Well, Nick, everything has a cost. In this case the cost of staying with M$ HTTPd crap (IIS) is more expensive than switching to Apache, but hey, it's your forum, your database and your life :)

But if you choose staying with IIS don't came in two weeks crying because IIS rewrite parsers/engines suck, tha latest WebDAV IIS exploit has ruined your webpage, etc, etc, etc ;)

whoa Peter Jackson - hey man.
Great job on Lord of the Rings aye :D

Hi Nick,

I'd check the HTTP Referer (yes, I know it's spelled wrong) to see if it matched a warez site. If so, you could do a couple of things. You could just display a blank page. You could display the same page with a polite warning. You could display a normal page, but link a corrupted binary that the patch doesnt work for.

Or, my favorite, display a page with a corrupted binary, and set a cookie. That way if/when the pirater comes back (via a search engine or direct link, and thus avoiding the refferal scheme) you can check the cookie to determine if they tried to pirate it. Wont stop it all, but would help and frustrate quite a few.

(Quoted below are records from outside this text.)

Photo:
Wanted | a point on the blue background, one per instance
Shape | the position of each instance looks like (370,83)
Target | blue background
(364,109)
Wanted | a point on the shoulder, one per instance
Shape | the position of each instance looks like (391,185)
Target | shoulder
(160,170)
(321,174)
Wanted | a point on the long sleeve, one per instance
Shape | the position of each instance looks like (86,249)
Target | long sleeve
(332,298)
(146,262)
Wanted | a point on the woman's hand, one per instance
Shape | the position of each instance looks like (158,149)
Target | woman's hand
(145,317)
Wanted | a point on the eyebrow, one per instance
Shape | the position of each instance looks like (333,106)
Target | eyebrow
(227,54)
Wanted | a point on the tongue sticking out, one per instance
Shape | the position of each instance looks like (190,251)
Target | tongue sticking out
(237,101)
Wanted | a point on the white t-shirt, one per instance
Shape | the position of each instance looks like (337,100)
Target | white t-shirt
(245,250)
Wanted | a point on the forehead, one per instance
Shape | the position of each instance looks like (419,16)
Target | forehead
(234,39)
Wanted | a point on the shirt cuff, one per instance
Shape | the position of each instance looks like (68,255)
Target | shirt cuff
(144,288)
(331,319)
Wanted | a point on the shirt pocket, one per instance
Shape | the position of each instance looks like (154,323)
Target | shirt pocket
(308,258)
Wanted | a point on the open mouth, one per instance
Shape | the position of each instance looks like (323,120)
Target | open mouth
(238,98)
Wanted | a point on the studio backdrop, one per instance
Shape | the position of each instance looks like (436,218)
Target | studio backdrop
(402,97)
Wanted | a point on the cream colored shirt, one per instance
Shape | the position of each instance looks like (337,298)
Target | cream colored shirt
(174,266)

Here's some code to check the refferer (not mine, taken from web):

Dim strHost, strReferer, blnCheckReferer

strHost = Request.ServerVariables("HTTP_HOST")
strReferer = Request.ServerVariables("HTTP_REFERER")

strReferer = Right(strReferer, Len(strReferer) - (InStr(1, strReferer, "://") + 2))
strReferer = Left(strReferer, InStr(1, strReferer, "/") - 1)

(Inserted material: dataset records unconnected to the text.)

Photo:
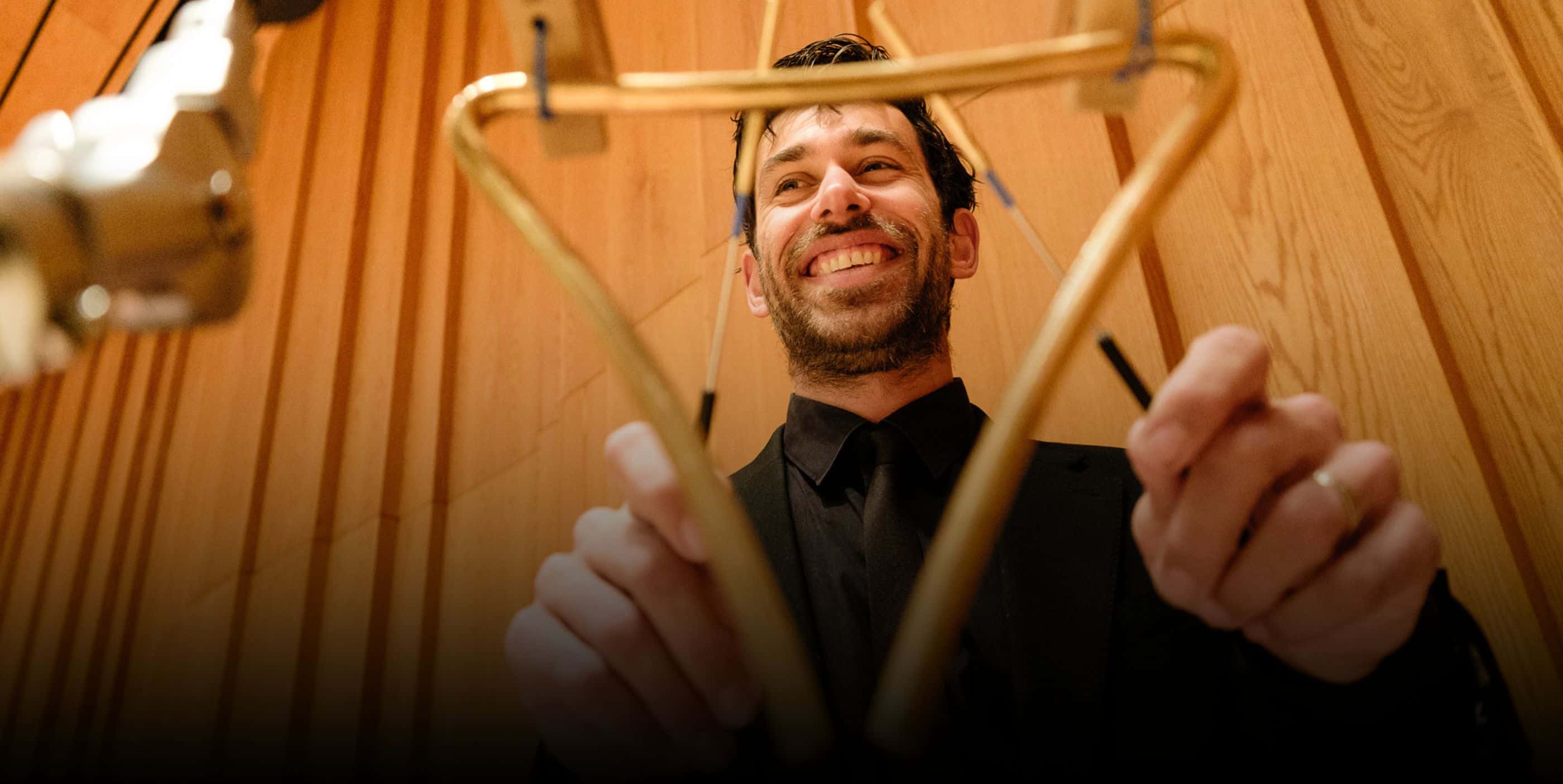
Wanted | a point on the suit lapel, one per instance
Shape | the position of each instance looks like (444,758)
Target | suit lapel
(762,488)
(1058,566)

Thanks for the code, Zachory. I'm actually doing something along these lines already, though. The real bandwidth loss comes from warez sites displaying my images, and this can't be prevented using ASP referrer sniffing.

Ahh. Perhaps these would be helpful then:

Open Source ISAPI Filter for IIS:

Alternatively, you could take the nasty route of storing the images in a database. Then you access it from an ASP page which binary writes back to the page by pulling from the database and displaying. Ie:

If its external, you can catch it because the page being a "middle man" between the viewer and the image. You can then just check the refferal in image.asp since it is being queried first.